Election Offers 6-9 Month Opportunity To Fix Iraq Policy, Former State Dept Official Says
Last week's election that vaulted Democrats to the majority in both houses of the U.S. Congress offers Democrats an important chance to lead on national security issues, according to a former State Department official. It also offers a six- to nine-month window to improve U.S. policy in Iraq, she adds.
The results of the Iraq Study Group, a panel of experts chaired by former secretary of state James Baker and former Congressman Lee Hamilton that is looking at alternatives for U.S. policy in Iraq, will be watched closely, says Susan Rice, assistant secretary of state for African affairs from 1997 through 2001 and a former adviser to Sen. John Kerry's 2004 presidential bid.
The gains Democrats have made with voters in the area of national security so far are "short-term" and "very tenuous" and will have to produce good results to work at erasing the Republican predominance on national security, Rice says.
"So Democrats need to govern to the extent they can from one legislative branch with one eye on the prize of securing their restoration in the realm of national security policy," she says.
Democrats will look to offer "an olive branch" to the administration aiming to have a dialogue that is genuine and that is collective problem solving, Rice says. It is also in the interest of Republicans to change course, as well, she says.
"Baker-Hamilton they hope will provide a vehicle around which both sides can come together. If that does not happen, I think over a period of months you will see increasing efforts by the Democratic controlled Congress to pressure the President towards a course correction, pressure short of using the power of the purse," Rice says. "Because the reality is, I think if there is one thing that is clear out of this past week, that the Republicans do not want Iraq to be the dominant issue in 2008. So they face a self-interested imperative to take the issue off the table, and there is no way to do that if the situation continues to deteriorate and the Democrats are screaming bloody murder that it is past time to change course, the American public has said that and the administration is dragging its feet.

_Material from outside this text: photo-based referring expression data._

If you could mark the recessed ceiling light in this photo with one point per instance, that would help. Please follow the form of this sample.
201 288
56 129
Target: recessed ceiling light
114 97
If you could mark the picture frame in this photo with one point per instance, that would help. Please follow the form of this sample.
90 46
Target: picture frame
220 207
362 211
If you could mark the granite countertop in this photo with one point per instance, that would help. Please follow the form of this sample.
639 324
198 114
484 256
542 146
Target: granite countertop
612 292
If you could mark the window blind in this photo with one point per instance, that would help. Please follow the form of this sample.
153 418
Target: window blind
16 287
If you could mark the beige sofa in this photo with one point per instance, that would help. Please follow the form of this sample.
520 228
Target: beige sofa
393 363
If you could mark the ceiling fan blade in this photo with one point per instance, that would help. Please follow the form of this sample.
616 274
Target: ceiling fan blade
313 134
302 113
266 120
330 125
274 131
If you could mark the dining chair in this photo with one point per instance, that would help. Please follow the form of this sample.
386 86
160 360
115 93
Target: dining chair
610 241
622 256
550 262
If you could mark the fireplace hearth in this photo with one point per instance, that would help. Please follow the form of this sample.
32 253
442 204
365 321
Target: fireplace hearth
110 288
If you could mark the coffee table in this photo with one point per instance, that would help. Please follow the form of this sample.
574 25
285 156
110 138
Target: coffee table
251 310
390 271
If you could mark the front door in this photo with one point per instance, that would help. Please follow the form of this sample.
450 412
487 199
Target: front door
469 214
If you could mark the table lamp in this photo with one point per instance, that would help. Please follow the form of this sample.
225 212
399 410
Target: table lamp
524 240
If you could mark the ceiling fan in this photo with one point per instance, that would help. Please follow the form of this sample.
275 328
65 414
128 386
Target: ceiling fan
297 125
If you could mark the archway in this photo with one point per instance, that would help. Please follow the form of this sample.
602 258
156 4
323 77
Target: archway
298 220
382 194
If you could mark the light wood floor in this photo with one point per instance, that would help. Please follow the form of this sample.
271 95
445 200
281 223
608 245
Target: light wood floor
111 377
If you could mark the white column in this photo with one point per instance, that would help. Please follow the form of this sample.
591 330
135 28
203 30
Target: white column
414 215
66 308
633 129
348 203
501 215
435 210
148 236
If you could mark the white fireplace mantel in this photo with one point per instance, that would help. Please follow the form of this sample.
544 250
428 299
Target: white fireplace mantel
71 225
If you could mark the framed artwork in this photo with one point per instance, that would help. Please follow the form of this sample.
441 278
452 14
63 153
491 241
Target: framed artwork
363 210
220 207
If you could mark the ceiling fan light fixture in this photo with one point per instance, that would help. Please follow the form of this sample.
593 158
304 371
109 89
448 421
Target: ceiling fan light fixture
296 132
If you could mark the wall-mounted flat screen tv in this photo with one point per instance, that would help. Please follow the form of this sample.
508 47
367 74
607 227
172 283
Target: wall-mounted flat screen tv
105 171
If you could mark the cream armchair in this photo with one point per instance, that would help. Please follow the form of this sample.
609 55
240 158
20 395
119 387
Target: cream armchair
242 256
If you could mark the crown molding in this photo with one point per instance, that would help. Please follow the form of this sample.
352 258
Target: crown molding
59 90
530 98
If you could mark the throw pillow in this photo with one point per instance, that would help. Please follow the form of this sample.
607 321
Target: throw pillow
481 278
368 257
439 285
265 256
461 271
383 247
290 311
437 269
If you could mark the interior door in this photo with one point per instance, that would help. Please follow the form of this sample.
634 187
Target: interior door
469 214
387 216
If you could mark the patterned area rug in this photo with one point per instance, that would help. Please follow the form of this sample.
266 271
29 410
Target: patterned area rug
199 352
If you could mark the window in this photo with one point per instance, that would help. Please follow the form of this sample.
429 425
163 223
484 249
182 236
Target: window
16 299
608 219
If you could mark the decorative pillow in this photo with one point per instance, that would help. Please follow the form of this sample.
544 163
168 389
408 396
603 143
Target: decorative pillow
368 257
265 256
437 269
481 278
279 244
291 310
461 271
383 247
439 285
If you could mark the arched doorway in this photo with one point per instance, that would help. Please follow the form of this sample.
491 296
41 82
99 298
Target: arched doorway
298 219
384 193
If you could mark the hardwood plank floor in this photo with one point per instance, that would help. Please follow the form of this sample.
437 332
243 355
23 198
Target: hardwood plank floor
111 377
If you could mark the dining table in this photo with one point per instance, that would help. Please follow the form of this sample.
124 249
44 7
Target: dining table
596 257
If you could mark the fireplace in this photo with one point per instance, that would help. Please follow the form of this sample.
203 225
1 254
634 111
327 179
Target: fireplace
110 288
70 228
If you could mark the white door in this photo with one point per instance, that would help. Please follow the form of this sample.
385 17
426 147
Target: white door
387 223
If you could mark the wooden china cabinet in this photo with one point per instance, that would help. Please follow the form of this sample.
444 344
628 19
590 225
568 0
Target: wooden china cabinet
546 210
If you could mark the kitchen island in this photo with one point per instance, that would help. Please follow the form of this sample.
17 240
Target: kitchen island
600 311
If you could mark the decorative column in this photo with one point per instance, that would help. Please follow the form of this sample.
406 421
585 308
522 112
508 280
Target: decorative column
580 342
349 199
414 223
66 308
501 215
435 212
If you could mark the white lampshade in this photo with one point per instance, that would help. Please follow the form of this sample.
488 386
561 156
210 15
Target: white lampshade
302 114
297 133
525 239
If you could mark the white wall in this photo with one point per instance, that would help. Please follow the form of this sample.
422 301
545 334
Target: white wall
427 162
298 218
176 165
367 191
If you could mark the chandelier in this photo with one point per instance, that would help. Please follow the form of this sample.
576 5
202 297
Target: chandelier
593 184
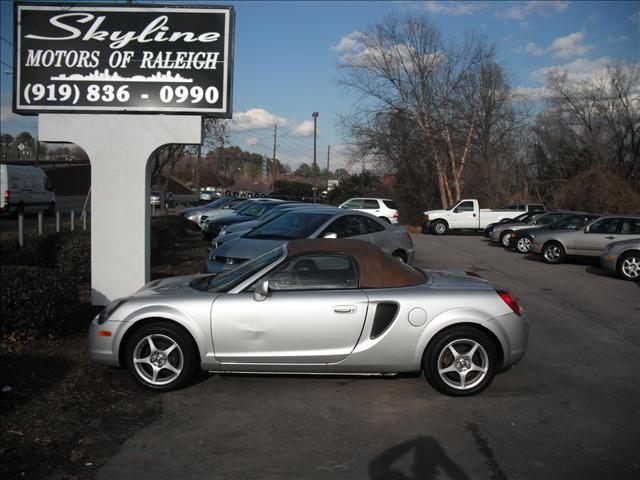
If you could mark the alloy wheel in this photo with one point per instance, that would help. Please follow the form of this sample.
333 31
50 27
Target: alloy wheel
631 267
524 245
552 253
463 364
158 359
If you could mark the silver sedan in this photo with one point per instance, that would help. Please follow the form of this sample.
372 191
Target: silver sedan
623 257
327 222
315 306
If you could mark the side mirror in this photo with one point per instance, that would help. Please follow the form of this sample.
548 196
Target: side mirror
261 290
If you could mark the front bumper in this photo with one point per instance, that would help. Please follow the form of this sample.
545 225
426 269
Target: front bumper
608 262
104 349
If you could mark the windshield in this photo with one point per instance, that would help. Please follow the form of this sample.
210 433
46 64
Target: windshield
291 226
259 209
219 202
225 281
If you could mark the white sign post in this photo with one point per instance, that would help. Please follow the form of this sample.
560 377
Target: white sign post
120 81
119 147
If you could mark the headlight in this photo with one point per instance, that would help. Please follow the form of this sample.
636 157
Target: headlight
110 308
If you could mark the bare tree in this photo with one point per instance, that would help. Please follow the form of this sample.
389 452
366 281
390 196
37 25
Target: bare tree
406 66
594 122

"So I think that there will eventually over the next six months or so be a coalescence around at least a theoretical framework for moving forward changing the course which will entail by necessity a gradual and hopefully a relatively nondisruptive drawdown of U.S. forces," she adds.

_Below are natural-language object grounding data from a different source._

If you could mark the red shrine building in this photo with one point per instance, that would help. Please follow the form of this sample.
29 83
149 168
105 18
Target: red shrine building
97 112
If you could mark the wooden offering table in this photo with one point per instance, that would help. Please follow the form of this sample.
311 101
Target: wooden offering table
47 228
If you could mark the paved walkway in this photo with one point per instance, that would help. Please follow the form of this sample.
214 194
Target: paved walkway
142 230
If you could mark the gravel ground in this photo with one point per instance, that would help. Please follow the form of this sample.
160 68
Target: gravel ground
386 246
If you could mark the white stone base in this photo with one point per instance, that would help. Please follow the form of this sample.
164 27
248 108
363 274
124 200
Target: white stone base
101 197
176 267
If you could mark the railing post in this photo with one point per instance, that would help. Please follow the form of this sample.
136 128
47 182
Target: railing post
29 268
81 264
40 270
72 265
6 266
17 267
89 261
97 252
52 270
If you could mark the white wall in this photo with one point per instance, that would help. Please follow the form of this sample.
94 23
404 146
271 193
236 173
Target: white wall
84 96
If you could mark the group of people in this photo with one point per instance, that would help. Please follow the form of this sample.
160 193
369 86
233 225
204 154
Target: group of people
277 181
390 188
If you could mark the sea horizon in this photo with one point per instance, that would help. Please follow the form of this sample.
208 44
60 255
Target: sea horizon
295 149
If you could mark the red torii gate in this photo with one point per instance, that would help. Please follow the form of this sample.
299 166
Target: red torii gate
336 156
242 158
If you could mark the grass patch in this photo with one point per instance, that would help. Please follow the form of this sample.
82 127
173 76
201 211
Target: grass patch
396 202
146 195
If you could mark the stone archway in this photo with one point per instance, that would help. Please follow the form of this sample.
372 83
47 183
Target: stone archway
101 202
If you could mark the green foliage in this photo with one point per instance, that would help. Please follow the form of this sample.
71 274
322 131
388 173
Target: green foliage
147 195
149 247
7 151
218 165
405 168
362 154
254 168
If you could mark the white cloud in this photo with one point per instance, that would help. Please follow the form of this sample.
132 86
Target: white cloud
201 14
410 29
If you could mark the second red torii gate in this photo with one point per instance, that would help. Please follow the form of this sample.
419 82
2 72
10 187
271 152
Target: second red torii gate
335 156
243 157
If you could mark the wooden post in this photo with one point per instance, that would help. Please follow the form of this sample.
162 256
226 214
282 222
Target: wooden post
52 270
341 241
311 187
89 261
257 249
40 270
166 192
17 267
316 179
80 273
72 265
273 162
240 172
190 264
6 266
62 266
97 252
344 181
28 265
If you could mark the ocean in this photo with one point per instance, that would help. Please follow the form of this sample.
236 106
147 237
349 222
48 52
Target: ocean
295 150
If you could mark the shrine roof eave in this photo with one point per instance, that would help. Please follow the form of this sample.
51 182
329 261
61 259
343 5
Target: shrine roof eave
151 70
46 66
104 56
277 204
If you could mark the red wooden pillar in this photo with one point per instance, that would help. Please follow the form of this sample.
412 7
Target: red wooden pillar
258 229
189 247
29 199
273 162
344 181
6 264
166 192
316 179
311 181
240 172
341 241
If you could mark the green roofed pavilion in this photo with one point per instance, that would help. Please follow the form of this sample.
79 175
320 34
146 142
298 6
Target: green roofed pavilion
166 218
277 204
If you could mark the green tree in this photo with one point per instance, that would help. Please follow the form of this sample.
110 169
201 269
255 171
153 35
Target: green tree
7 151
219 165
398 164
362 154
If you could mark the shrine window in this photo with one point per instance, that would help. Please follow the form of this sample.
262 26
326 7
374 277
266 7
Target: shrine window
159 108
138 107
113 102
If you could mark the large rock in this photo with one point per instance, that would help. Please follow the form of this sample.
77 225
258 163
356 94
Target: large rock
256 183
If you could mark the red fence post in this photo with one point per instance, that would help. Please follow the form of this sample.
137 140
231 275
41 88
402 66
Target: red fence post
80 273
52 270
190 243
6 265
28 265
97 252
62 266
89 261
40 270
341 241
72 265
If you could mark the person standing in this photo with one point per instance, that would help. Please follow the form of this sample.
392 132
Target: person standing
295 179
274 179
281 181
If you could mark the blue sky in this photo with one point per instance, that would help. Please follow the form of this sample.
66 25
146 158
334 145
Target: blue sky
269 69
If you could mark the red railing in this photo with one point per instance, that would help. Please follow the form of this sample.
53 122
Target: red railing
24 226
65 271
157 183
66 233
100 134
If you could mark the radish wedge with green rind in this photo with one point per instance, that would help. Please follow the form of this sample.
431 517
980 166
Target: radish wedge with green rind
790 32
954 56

Because they come in "enormously empowered" and won an early victory with the dismissal of Secretary of Defense Donald Rumsfeld the day after they won their majorities, the new Democratic leaders on Capitol Hill have six to nine months to come up with a solution to U.S. policy in Iraq, Rice says.
"On the ... question about to what extent can the Democratic leadership manage their new caucus which includes many people who obviously were elected at least in part on a platform to change course in Iraq, and then the blogosphere, I think that this is something that they can manage relatively well for the foreseeable future by which I mean six to nine months," she says.